Following the era of the military government and the student protests in the 1980s, a time when the prime task of theory in Korea was to be the theory of social revolution and national liberation, so-called postmodernism entered South Korean society in the late 1990s, coinciding with a period of political liberalisation, economic growth, and the beginning of the K-pop and K-movie industries. After the collapse of the East Bloc and a retreat from their own dreams of socialist revolution, Korean intellectuals were hungry for fresh theory to fill the vacuum left after the previous decade’s quest for the one and only correct ideology seemed to be over.

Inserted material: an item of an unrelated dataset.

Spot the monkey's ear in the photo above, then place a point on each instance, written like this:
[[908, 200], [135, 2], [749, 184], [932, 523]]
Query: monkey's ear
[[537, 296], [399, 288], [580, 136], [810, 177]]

Within only a few years, the writings of Althusser, Balibar, Derrida, Deleuze, Foucault, and Negri were extensively translated into Korean, and those of Benjamin, Lacan, and Badiou followed suit. At the same time, the works of Nietzsche, Freud and Heidegger were (re-)translated, and all these authors came to be read and discussed not only by trained academics but by a larger readership who visited various (mostly non-collegiate) lectures and seminars around the new postmodern philosophies.
Alex Taek-Gwang Lee was socialised during the golden days of the student movement but started his academic training at the very beginning of the new age of postmodern theory. Since his MA and PhD studies in Pusan (South Korea) and Warwick (UK), he has been ceaselessly writing and translating books and articles, alongside numerous columns, critiques, interviews, and TV appearances, concerning not only French and German theory, but also Korean cinema, pop culture, art, and other social and political issues.
In our first session of the series in theory, Alex Taek-Gwang Lee will talk about his training and his contribution as a theorist, the contemporary South Korean theoretical landscape, and the effects of European critical theory in an Asian and international context.